2024-12-01

GPU chip design tradeoffs

CPUs

You have a design choice in CPU that you either run one thread on one core or one thread on every core. In the first scenario, the CPU over clocks the speed so that one thread runs really fast and finishes executions quickly. In the second situation, the CPU lowers the clock speed so that it does not melt due to all cores working simultaneously.

GPUs solve for the second part.

Hardware changes

From a hardware perspective, cache takes up a lot of space on the GPU. So the first design changes that happens is that you reduce the cache size and replace it with cores (that can process data).

Second change is that we reduce the size of cores so that we can add a lot of cores on the same dye size. This is done in several ways which are quite complicated but a gist is covered below.

Instead of having support for scalar and vector instructions, we only support vector instructions on GPU cores.
ISA = Instruction set architecture. With every new release of the architecture of the GPU, ISA is changed so that we don’t have to support older GPUs.
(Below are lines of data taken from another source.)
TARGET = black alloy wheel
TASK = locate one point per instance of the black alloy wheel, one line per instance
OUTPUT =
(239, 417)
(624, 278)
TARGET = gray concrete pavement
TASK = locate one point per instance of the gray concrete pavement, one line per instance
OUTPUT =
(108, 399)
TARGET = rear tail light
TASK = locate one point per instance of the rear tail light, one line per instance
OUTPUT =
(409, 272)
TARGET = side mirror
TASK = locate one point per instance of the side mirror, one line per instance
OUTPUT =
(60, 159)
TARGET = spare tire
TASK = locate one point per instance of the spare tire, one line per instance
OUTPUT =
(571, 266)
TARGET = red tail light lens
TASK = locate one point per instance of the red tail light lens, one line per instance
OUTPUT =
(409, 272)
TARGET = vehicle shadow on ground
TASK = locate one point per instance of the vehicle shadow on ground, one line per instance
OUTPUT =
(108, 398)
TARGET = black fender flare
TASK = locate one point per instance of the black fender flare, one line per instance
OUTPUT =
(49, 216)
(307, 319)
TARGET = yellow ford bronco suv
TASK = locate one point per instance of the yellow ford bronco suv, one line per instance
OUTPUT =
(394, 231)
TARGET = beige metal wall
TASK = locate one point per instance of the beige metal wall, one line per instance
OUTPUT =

This is not the case with CPUs.
CUDA is compiled via clang of nvcc which emits PTX (parallel thread execution) which is a high level assembly code. PTX is compile via another closed source compiler which is in control with Nvidia

One major improvement that is done on GPUs is that each cores have hyper threads upto 64 in comparison to 2 on CPUs. So if a single thread is waiting to load data from the GPU memory (given cache is small), another thread on the same core can execute an arithmetic operation. This is based on the assumption that we have a lot of threads running in parallel on GPU.